Spanish businessman (born 1958)

Antonio Garamendi Lecanda (Getxo, 8 February 1958) is a Spanish businessman, current president of the Spanish Confederation of Business Organizations (CEOE). He previously held the position of treasurer of the CEOE and was also the president of the Spanish metal federation (ConfeMetal).

== Biography ==
His father, Rafael Garamendi Aldecoa, was president of the Nervión Maritime shipping company and advisor to industries such as Tubos Reunidos and Aldecoa.

He graduated in law from the University of Deusto. From a very young age, he dedicated himself to the business world, focusing on three areas: family business, projects promoted by himself (small and medium-sized companies) and presence on various boards of directors and advisory boards of large companies (Red Eléctrica de España, Bankoa, La Equitativa, Babcock & Wilcox, Albura and Tubos Reunidos).

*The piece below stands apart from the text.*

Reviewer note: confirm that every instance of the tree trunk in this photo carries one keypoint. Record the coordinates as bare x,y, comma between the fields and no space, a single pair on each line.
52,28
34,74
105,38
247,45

He was also president of Handyman and of Grupo Negocios. His private business activity focuses on the metal, construction, real estate, insurance and hospitality sectors, participating as a shareholder or director in different companies.

However, the greatest notoriety of him came from the field of business organizations. He began with the foundation of the Association of Young Entrepreneurs of the Basque Country, from which he rose to the presidency of the Spanish Confederation of Young Entrepreneurs (Ceaje), later to that of the Ibero-American Confederation of Young Entrepreneurs, and finally assumed the Presidency of the Spanish Confederation of Small and Medium Enterprises (CEPYME). He has been a member of the Board of Directors of the Vizcaya Business Confederation, of the Vizcaya Metal Executive Commission, of the Vizcaya Chamber of Commerce and a member of the Chamber of Vizcaya property. Within the CEOE, he has held various important positions, such as the treasury and the presidency of the Metal Federation (Confemetal).

On 20 November 2018 he was elected president of the Spanish Confederation of Business Organizations, replacing Joan Rosell who had defeated him in 2014. He was re-elected on 23 November 2022, against Virginia Guínda.

In 2023, the CEOE changed the status of its president, who invoiced his services as a freelancer and who will now become on the organization's payroll. He receives a remuneration of almost 400,000 euros per year for this function.